Andrea Bargnani dice 33 e con il record di tiri liberi trascina Toronto al successo. Danilo Gallinari rientra dopo quasi 3 settimane di stop, segna 17 punti ma non evita il k.o. di Denver. Una vittoria e una sconfitta, con un bottino complessivo di 50 punti, nella notte italiana della  Nba.

I titoli sono per Andrea Bargnani, che tira fuori dal cilindro  33 punti nel successo casalingo dei Raptors per 116-107 sui Washington Wizards. Toronto, che ha un record di 19-49, si gode la prestazione  del lungo romano. L'azzurro, titolare per 41'15", chiude con 8/15 al  tiro (2/2 da 3 punti, compresa la 500esima 'bomba' della carriera) e in una gara giocata con costante aggressività gonfia il tabellino con il primato personale di tiri liberi: 15/18. Nello score del numero 7, anche 3 rimbalzi e 5 assist. "E' una vittoria importante, soprattutto dopo l'ultima sconfitta", dice Bargnani ripensando al precedente passo falso contro Detroit. "Lì abbiamo giocato malissimo, con poca circolazione di palla. Stavolta, è stato completamente diverso: la  palla ha girato", aggiunge analizzando il match.

I Raptors capitalizzano anche l'ottima prova di DeMar DeRozan  (30 punti), possono contare sulla regia di José Calderon (17 punti e  6 assist) e dalla panchina ricevono il contributo di Leandro Barbosa  (15 punti). Sotto i tabelloni, fanno comodo i 15 rimbalzi (con 2  punti) di Reggie Evans. Washington (16-51) rimane in scia fino a 3'39" dalla fine, poi si scioglie e finisce al tappeto nonostante i 26 punti di Trevor Booker, i 25 di Jordan Crawford e i 21 di John Wall.

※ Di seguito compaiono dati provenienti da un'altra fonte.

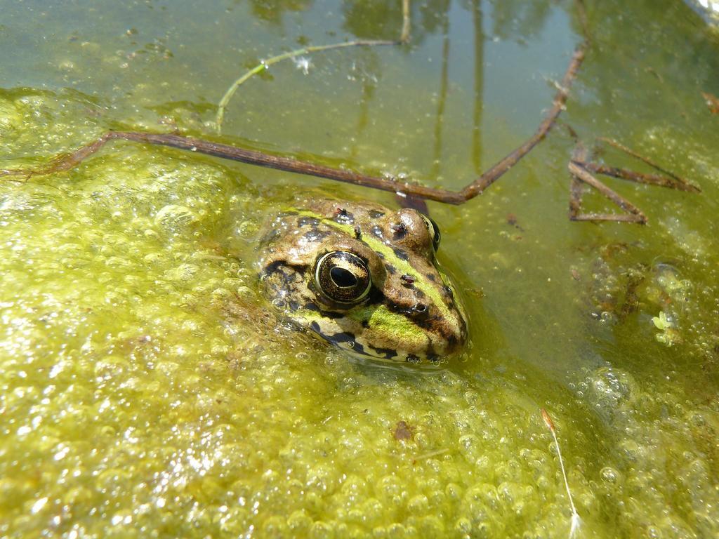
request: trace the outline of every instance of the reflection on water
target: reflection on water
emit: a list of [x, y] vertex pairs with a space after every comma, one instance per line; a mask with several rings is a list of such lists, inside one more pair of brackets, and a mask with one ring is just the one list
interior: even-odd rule
[[[432, 374], [347, 361], [257, 292], [257, 237], [296, 192], [388, 195], [125, 142], [0, 183], [0, 535], [566, 536], [546, 408], [582, 534], [716, 535], [719, 132], [702, 93], [719, 45], [674, 0], [587, 14], [562, 121], [702, 193], [610, 180], [649, 224], [570, 224], [562, 129], [482, 196], [431, 204], [472, 322]], [[413, 1], [411, 17], [408, 45], [248, 81], [221, 141], [459, 188], [533, 132], [581, 40], [569, 2]], [[262, 58], [395, 39], [402, 11], [29, 2], [2, 19], [9, 167], [109, 129], [209, 137]]]

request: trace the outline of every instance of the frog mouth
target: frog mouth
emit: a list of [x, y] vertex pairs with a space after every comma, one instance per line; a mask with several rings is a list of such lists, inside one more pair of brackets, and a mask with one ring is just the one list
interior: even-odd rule
[[359, 339], [351, 333], [340, 331], [331, 334], [324, 333], [320, 325], [316, 321], [310, 324], [310, 329], [319, 338], [326, 341], [343, 353], [353, 357], [393, 364], [425, 364], [437, 366], [441, 363], [441, 358], [436, 354], [428, 354], [420, 356], [401, 349], [375, 348], [371, 345], [362, 344]]

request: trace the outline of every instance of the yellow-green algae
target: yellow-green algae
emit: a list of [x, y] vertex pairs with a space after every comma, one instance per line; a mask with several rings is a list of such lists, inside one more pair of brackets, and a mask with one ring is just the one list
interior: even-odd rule
[[[115, 143], [76, 170], [0, 182], [0, 535], [566, 537], [569, 504], [541, 407], [557, 426], [582, 536], [719, 534], [719, 162], [710, 151], [719, 141], [710, 128], [715, 119], [692, 106], [696, 89], [685, 83], [687, 70], [707, 83], [719, 70], [710, 68], [710, 45], [687, 39], [693, 23], [678, 16], [681, 4], [589, 4], [599, 45], [570, 100], [572, 125], [620, 134], [699, 177], [704, 192], [620, 187], [641, 200], [649, 226], [570, 224], [563, 175], [572, 144], [553, 135], [472, 205], [433, 206], [442, 262], [469, 300], [472, 341], [463, 362], [434, 375], [349, 363], [267, 315], [254, 240], [264, 215], [291, 202], [286, 187], [305, 180]], [[222, 40], [244, 40], [240, 61], [252, 63], [252, 46], [261, 55], [298, 37], [267, 14], [252, 18], [244, 4], [148, 4], [140, 17], [129, 4], [104, 3], [87, 19], [81, 3], [63, 4], [63, 12], [22, 5], [4, 6], [0, 22], [4, 50], [18, 49], [0, 60], [5, 84], [17, 87], [0, 92], [4, 167], [42, 162], [113, 127], [201, 134], [213, 115], [203, 96], [221, 95], [226, 83], [210, 76], [226, 69]], [[293, 17], [311, 5], [282, 4]], [[484, 8], [498, 40], [491, 42], [513, 32], [531, 39], [512, 27], [534, 24], [515, 17], [510, 8], [521, 14], [521, 5]], [[550, 11], [552, 30], [568, 25], [562, 9]], [[55, 22], [44, 22], [48, 14]], [[344, 14], [357, 35], [381, 22]], [[311, 15], [302, 31], [326, 41], [320, 38], [334, 19]], [[165, 20], [203, 47], [185, 48]], [[207, 31], [215, 20], [224, 32]], [[654, 22], [636, 32], [640, 20]], [[367, 95], [378, 97], [365, 103], [365, 132], [340, 119], [357, 116], [349, 77], [368, 83], [382, 73], [372, 70], [380, 60], [371, 52], [347, 66], [313, 59], [331, 83], [319, 90], [318, 78], [291, 66], [282, 73], [291, 96], [277, 89], [287, 85], [247, 86], [246, 114], [233, 109], [227, 129], [234, 122], [229, 132], [238, 137], [350, 155], [390, 172], [429, 170], [436, 103], [423, 88], [434, 80], [425, 64], [441, 38], [433, 21], [416, 19], [419, 48], [406, 58], [383, 53], [393, 83], [385, 72], [370, 85]], [[467, 37], [451, 37], [453, 44]], [[654, 73], [628, 54], [646, 45], [641, 40], [657, 45], [642, 60]], [[505, 104], [487, 92], [486, 160], [533, 128], [534, 119], [515, 114], [530, 85], [533, 101], [521, 111], [539, 116], [551, 96], [538, 75], [561, 73], [571, 44], [549, 54], [547, 40], [502, 50], [527, 57], [523, 85], [488, 73], [487, 89], [496, 83], [518, 101]], [[702, 62], [661, 57], [679, 51], [667, 57], [682, 60], [697, 50]], [[535, 54], [556, 65], [538, 71]], [[444, 118], [446, 158], [439, 177], [420, 175], [428, 183], [459, 185], [468, 175], [465, 150], [474, 147], [462, 134], [471, 131], [466, 111], [476, 96], [462, 80], [464, 60]], [[272, 110], [267, 88], [277, 92]], [[293, 110], [299, 95], [308, 103]], [[328, 99], [336, 108], [318, 106]], [[308, 136], [310, 114], [334, 119], [332, 135]], [[406, 160], [392, 162], [397, 155]], [[676, 323], [671, 348], [656, 341], [659, 312]], [[411, 438], [395, 436], [400, 421]]]

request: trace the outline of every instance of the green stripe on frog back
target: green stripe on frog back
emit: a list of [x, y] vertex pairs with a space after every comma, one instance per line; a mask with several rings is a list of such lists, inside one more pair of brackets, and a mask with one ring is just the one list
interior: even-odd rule
[[[332, 226], [342, 231], [350, 237], [354, 237], [354, 227], [352, 225], [338, 223], [332, 219], [328, 219], [324, 216], [320, 215], [319, 213], [315, 213], [314, 212], [309, 211], [308, 210], [293, 209], [292, 211], [296, 211], [298, 215], [303, 217], [313, 217], [329, 226]], [[452, 319], [453, 317], [450, 315], [449, 309], [445, 304], [444, 300], [442, 298], [439, 291], [435, 287], [427, 283], [426, 277], [415, 270], [412, 265], [406, 260], [403, 260], [395, 254], [395, 252], [392, 250], [391, 247], [388, 247], [379, 239], [370, 236], [367, 234], [362, 234], [362, 238], [358, 241], [365, 244], [372, 251], [381, 253], [385, 257], [385, 260], [392, 264], [392, 265], [394, 266], [400, 272], [413, 277], [415, 278], [414, 287], [423, 292], [425, 295], [430, 298], [432, 301], [434, 302], [434, 304], [441, 311], [442, 318], [447, 320], [448, 322]]]

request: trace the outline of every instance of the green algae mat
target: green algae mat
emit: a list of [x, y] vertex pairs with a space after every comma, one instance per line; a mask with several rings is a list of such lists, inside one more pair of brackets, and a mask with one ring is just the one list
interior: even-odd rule
[[[260, 294], [263, 224], [296, 193], [388, 194], [126, 142], [0, 178], [0, 535], [568, 537], [542, 409], [575, 537], [719, 535], [719, 38], [679, 1], [587, 10], [562, 121], [702, 193], [608, 180], [649, 224], [570, 223], [562, 126], [482, 196], [431, 203], [470, 324], [441, 368], [349, 359]], [[243, 73], [395, 39], [400, 2], [2, 13], [0, 168], [179, 132], [451, 189], [533, 132], [582, 40], [568, 1], [412, 2], [408, 45], [274, 65], [218, 137]]]

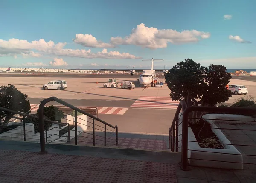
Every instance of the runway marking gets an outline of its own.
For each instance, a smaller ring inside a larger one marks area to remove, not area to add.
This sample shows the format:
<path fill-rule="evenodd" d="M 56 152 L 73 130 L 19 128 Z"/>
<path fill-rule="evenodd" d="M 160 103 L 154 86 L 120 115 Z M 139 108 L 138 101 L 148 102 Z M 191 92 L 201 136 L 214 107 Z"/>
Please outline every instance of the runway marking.
<path fill-rule="evenodd" d="M 176 109 L 179 103 L 179 101 L 172 101 L 168 97 L 141 96 L 131 107 Z"/>

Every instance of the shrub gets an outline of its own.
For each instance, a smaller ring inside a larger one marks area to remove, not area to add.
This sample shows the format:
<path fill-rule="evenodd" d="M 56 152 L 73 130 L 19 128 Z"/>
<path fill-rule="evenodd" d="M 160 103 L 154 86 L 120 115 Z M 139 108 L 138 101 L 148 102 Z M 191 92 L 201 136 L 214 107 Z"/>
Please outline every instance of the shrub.
<path fill-rule="evenodd" d="M 254 101 L 254 97 L 250 95 L 246 97 L 241 97 L 235 101 L 234 103 L 231 107 L 256 107 L 256 104 Z M 244 114 L 241 113 L 239 113 L 237 114 L 240 115 L 248 115 L 252 116 L 253 118 L 256 118 L 256 114 Z"/>
<path fill-rule="evenodd" d="M 83 114 L 82 114 L 81 113 L 79 113 L 79 112 L 78 112 L 77 113 L 76 113 L 76 115 L 78 116 L 79 115 L 82 115 Z M 71 113 L 71 115 L 72 116 L 75 116 L 75 110 L 73 110 L 72 113 Z"/>
<path fill-rule="evenodd" d="M 50 120 L 60 122 L 64 117 L 63 112 L 59 110 L 59 108 L 53 105 L 44 107 L 44 115 L 48 117 Z M 37 113 L 38 113 L 38 110 Z"/>
<path fill-rule="evenodd" d="M 38 114 L 31 114 L 31 115 L 38 117 Z M 50 120 L 49 118 L 45 116 L 44 116 L 44 119 Z M 39 123 L 38 122 L 38 119 L 36 119 L 35 118 L 28 116 L 26 116 L 24 120 L 25 123 L 31 123 L 34 124 L 35 128 L 35 133 L 36 133 L 39 132 Z M 47 123 L 46 121 L 44 121 L 44 130 L 45 131 L 49 129 L 51 126 L 51 123 Z"/>

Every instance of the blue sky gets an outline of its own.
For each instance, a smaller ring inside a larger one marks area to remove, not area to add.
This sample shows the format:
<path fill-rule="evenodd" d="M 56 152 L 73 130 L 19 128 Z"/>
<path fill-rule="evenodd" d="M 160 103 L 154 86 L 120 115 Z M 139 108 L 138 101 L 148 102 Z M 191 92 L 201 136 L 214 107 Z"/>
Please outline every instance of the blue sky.
<path fill-rule="evenodd" d="M 254 0 L 2 0 L 0 66 L 145 68 L 150 62 L 141 59 L 153 57 L 164 59 L 155 68 L 188 58 L 256 68 L 256 6 Z"/>

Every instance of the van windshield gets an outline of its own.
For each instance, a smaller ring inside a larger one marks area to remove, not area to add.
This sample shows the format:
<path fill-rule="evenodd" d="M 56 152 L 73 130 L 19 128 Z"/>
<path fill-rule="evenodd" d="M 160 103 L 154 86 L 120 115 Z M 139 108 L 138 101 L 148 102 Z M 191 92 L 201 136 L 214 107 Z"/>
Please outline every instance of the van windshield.
<path fill-rule="evenodd" d="M 240 88 L 246 88 L 244 86 L 239 86 L 239 87 Z"/>

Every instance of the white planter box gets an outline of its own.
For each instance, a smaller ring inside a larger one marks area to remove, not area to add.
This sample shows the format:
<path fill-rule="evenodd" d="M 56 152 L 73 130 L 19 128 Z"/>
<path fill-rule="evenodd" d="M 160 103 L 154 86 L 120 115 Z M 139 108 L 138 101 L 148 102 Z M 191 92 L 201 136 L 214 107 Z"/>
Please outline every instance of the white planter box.
<path fill-rule="evenodd" d="M 203 116 L 203 118 L 218 119 L 218 114 L 207 114 Z M 218 127 L 211 120 L 206 120 L 212 127 Z M 180 117 L 179 123 L 182 122 L 182 116 Z M 231 144 L 222 132 L 219 129 L 212 129 L 212 132 L 216 135 L 221 144 Z M 179 134 L 182 133 L 182 124 L 179 127 Z M 178 141 L 180 141 L 182 135 L 179 137 Z M 191 128 L 189 127 L 188 141 L 197 141 Z M 178 146 L 181 147 L 181 141 L 178 144 Z M 224 149 L 203 148 L 200 147 L 198 142 L 188 142 L 188 158 L 189 163 L 192 166 L 213 167 L 233 169 L 243 169 L 243 156 L 241 153 L 233 145 L 223 145 Z M 179 148 L 180 152 L 181 148 Z M 226 153 L 226 154 L 221 154 Z M 199 159 L 206 160 L 199 160 L 192 159 Z M 227 163 L 221 161 L 231 162 Z"/>

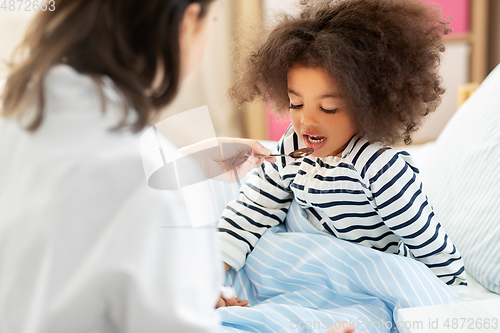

Per Raptors e Wizards i playoff sono un capitolo chiuso da tempo. Alla post-season, invece, pensano eccome Orlando e  Denver. I Magic (44-26) passano per 85-82 sul paruqet dei Nuggets  (41-28) con la consueta doppia doppia di Dwight Howard (16 punti e 18  rimbalzi) e, soprattutto, con la tripla che Jameer Nelson (13 punti)  infila allo scadere. Denver, a cui non bastano i 20 punti di Wilson Chandler, si consola con il rientro di Danilo Gallinari. L'ala, ferma  da quasi 3 settimane per la frattura dell'alluce sinistro, si  ripresenta con 17 punti in 26'15". Il 'Gallo' fa ampiamente il  proprio dovere in difesa, mette a referto 3/7 dal campo (1/3 da 3  punti) e raccoglie 6 rimbalzi. Dalla lunetta è praticamente  infallibile: 10/11, compreso il 2/2 che a 6"5 dallo scadere regala un provvisorio e illusorio pareggio ai padroni di casa.

Al di fuori delle vicende italiane, spicca il passo falso di  Chicago. I Bulls cadono all'overtime per 115-108 sul campo degli  Indiana Pacers e si fermano dopo 8 vittorie consecutive. Con un record di 49-19, i tori conservano comunque il primato nella Eastern  Conference visto che i Boston Celtics (48-19) vengono sconfitti 93-77  a Houston.

Nella Western Conference, invece, prosegue la marcia di San  Antonio. Gli Spurs (55-13), miglior squadra della lega, con un enorme  Tony Parker (33 punti) passano per 97-91 in casa di Dallas (48-21). I  Mavericks cedono il secondo posto a Ovest: la piazza d'onore ora e'  occupata dai Los Angeles Lakers (49-20) che non hanno bisogno del  miglior Kobe Bryant (18 punti con 6/17 al tiro) per regolare 106-98 i  modesti Minnesota Timberwolves (17-53). Allo Staples Center, gli  applausi vanno soprattutto a Pau Gasol (25 punti).